K Brand, KA Dugi, JD Brunzell, DN Nevin and S Santamarina-Fojo
We have identified the underlying molecular defect in a patient with
hepatic lipase (HL) deficiency presenting with hypertriglyceridemia and
premature cardiovascular disease. DNA sequencing of polymerase chain
reaction (PCR) amplified DNA and digestion with BsrI established
homozygosity for an A-->G mutation in intron I of the patient's hepatic
lipase gene. This mutation introduces an additional AG motif within a
potential branch lariat signal located 13 bp upstream of the native 3'
splice site. Two minigene constructs (normal and mutant) consisting of
exons 1 and 2 as well as 192 bp of intron I of HL were generated by the
overlap PCR extension method and transfected in human 293 cells. Sequence
analysis of reverse transcribed, amplified cDNA generated from total RNA
isolated from transfected cells demonstrated the presence of abnormally
spliced products containing 13 and 78 additional bases as well as the
accumulation of unspliced mRNA. No normally spliced mRNA was identified.
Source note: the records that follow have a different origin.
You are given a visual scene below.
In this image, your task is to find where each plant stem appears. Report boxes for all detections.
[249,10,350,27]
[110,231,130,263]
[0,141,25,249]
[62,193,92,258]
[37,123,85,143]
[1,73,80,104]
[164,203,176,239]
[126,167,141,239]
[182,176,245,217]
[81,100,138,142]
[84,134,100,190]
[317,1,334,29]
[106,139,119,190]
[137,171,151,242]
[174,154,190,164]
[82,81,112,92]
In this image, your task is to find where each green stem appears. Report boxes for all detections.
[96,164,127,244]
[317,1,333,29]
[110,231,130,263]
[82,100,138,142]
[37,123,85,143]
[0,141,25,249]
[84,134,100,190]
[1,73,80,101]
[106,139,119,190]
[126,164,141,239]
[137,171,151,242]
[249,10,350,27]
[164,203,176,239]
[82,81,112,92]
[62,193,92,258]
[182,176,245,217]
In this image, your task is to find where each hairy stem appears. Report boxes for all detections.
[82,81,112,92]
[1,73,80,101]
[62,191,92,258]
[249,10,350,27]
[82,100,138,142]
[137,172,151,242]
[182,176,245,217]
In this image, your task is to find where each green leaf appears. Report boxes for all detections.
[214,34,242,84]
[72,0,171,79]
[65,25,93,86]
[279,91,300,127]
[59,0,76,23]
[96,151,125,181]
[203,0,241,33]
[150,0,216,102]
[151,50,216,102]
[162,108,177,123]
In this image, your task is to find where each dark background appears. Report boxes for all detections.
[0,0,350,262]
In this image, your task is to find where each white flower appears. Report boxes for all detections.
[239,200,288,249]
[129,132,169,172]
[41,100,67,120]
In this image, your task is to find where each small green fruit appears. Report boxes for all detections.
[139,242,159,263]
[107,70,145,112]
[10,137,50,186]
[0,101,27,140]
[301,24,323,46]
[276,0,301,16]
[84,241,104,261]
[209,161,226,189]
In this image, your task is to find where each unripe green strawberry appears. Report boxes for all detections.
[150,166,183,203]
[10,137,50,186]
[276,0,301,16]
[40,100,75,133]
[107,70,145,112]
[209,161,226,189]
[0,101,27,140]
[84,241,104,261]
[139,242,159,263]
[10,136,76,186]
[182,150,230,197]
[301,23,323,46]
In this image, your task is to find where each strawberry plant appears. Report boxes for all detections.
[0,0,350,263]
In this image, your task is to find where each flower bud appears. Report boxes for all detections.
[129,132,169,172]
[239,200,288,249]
Thus, the A-->G mutation disrupts normal splicing of intron I and
generates a new AG site that is utilized as an alternative 3' splice signal
leading to the most prominent RT-PCR product in vitro. Translation of these
alternatively spliced products leads to premature termination resulting in
the synthesis of a truncated, non-functional enzyme. The absence of normal
HL protein in post heparin plasma of this patient was confirmed by Western
blotting. DNA restriction analysis demonstrated that all four of the
proband's children, who exhibit HL activity levels between those of the
HL-deficient father and the mother with normal HL activity, are
heterozygotes for the splice site mutation. Thus, our studies establish the
functional significance of a novel mutation in the HL gene of a patient
presenting with HL deficiency.
ARTICLES
A novel A-->G mutation in intron I of the hepatic lipase gene leads to alternative splicing resulting in enzyme deficiency
Molecular Disease Branch, National Heart, Lung, and Blood Institute, National Institutes of Health, Bethesda, MD 20892, USA.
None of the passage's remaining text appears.